By default, a value of 1 is used.
For example, when this value is set to 30%, the new Replica Set can be scaled up immediately when
the rolling update starts, such that the total number of old and new Pods do not exceed
130% of desired Pods. Once old Pods have been killed,
the new Replica Set can be scaled up further, ensuring that the total number of Pods running
at any time during the update is at most 130% of desired Pods.
### Progress Deadline Seconds
`.spec.progressDeadlineSeconds` is an optional field that specifies the number of seconds you want
to wait for your Deployment to progress before the system reports back that the Deployment has
[failed progressing](#failed-deployment) - surfaced as a condition with `Type=Progressing`, `Status=False`.
and `Reason=ProgressDeadlineExceeded` in the status of the resource. The deployment controller will keep
retrying the Deployment. In the future, once automatic rollback will be implemented, the deployment
controller will roll back a Deployment as soon as it observes such a condition.
If specified, this field needs to be greater than `.spec.minReadySeconds`.
### Min Ready Seconds
`.spec.minReadySeconds` is an optional field (with default value of 600s) that specifies the
minimum number of seconds for which a newly created Pod should be ready
without any of its containers crashing, for it to be considered available.
This defaults to 0 (the Pod will be considered available as soon as it is ready).

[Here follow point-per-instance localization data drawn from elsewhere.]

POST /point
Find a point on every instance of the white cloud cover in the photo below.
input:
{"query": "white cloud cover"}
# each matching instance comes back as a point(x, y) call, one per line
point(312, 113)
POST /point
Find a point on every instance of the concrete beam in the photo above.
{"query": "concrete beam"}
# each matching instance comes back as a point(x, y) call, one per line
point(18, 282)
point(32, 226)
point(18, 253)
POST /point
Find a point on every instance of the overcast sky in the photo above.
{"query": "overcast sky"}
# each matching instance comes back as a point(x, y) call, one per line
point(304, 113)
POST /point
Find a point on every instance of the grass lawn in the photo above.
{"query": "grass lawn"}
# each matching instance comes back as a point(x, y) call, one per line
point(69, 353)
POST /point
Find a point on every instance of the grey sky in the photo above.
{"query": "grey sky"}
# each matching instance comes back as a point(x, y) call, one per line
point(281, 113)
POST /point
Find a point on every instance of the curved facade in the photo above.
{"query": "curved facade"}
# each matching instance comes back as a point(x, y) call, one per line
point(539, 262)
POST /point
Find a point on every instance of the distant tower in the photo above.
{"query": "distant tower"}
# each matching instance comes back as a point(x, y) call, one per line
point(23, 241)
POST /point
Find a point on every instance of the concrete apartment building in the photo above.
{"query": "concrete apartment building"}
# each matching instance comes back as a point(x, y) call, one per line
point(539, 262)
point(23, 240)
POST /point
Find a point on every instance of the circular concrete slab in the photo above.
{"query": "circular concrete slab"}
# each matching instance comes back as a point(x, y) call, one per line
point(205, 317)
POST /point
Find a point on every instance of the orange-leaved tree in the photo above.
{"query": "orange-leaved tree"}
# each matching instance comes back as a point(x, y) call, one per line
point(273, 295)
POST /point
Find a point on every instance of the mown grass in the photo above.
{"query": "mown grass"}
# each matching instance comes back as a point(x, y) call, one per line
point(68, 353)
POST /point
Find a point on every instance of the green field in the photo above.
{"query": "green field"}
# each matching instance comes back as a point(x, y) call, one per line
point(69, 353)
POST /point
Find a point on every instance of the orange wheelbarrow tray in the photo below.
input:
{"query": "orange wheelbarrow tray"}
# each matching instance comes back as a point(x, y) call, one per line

To learn more about when a Pod is considered ready, see [Container Probes](/docs/user-guide/pod-states/#container-probes).
### Rollback To
`.spec.rollbackTo` is an optional field with the configuration the Deployment is rolling back to. Setting this field will trigger a rollback, and this field will be cleared every time a rollback is done.
#### Revision
`.spec.rollbackTo.revision` is an optional field specifying the revision to rollback to. This defaults to 0, meaning rollback to the last revision in history.
### Revision History Limit
A deployment's revision history is stored in the replica sets it controls.

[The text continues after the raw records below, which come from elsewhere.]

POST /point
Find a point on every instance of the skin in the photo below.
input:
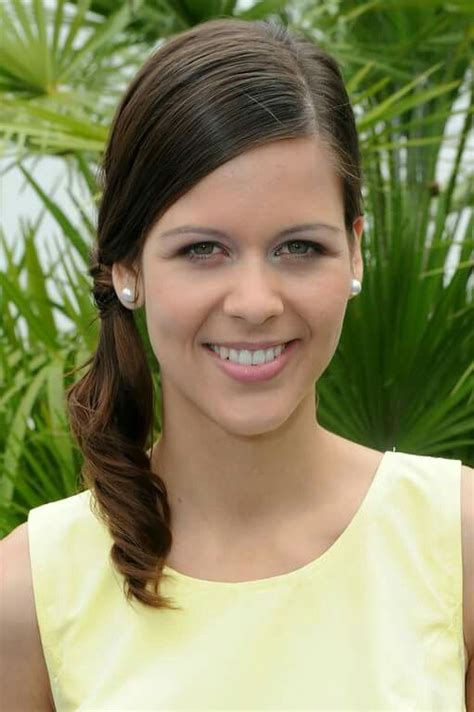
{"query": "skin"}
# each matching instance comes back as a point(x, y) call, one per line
point(250, 462)
point(241, 455)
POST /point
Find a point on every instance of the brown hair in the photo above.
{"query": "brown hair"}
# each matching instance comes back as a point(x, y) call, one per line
point(205, 96)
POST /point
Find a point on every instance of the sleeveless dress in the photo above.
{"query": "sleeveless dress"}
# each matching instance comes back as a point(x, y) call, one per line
point(373, 624)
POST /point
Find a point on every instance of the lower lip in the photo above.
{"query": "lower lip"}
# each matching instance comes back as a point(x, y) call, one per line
point(250, 374)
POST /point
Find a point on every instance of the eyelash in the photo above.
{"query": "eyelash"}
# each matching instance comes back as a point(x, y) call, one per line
point(187, 251)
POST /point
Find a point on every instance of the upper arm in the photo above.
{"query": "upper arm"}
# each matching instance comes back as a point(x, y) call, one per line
point(467, 525)
point(24, 679)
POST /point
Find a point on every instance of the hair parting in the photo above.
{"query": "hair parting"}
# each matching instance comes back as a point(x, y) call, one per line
point(205, 96)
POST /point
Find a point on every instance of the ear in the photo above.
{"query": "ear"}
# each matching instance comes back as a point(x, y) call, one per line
point(122, 277)
point(357, 264)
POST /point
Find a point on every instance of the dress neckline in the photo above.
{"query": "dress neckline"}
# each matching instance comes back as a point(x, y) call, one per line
point(322, 560)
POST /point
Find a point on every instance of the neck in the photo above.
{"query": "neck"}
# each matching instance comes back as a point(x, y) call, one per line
point(231, 483)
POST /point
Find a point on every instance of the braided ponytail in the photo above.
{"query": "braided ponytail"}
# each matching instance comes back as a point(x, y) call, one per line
point(111, 414)
point(204, 97)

`.spec.revisionHistoryLimit` is an optional field (with default value of two) that specifies the number of old Replica Sets to retain to allow rollback. Its ideal value depends on the frequency and stability of new deployments. All old Replica Sets will be kept by default, consuming resources in `etcd` and crowding the output of `kubectl get rs`, if this field is not set. The configuration of each Deployment revision is stored in its Replica Sets; therefore, once an old Replica Set is deleted, you lose the ability to rollback to that revision of Deployment.
More specifically, setting this field to zero means that all old replica sets with 0 replica will be cleaned up.
In this case, a new deployment rollout cannot be undone, since its revision history is cleaned up.
### Paused
`.spec.paused` is an optional boolean field for pausing and resuming a Deployment. It defaults to false (a Deployment is not paused).
## Alternative to Deployments
### kubectl rolling update
[Kubectl rolling update](/docs/user-guide/kubectl/v1.6/#rolling-update) updates Pods and Replication Controllers in a similar fashion.
But Deployments are recommended, since they are declarative, server side, and have additional features, such as rolling back to any previous revision even after the rolling update is done.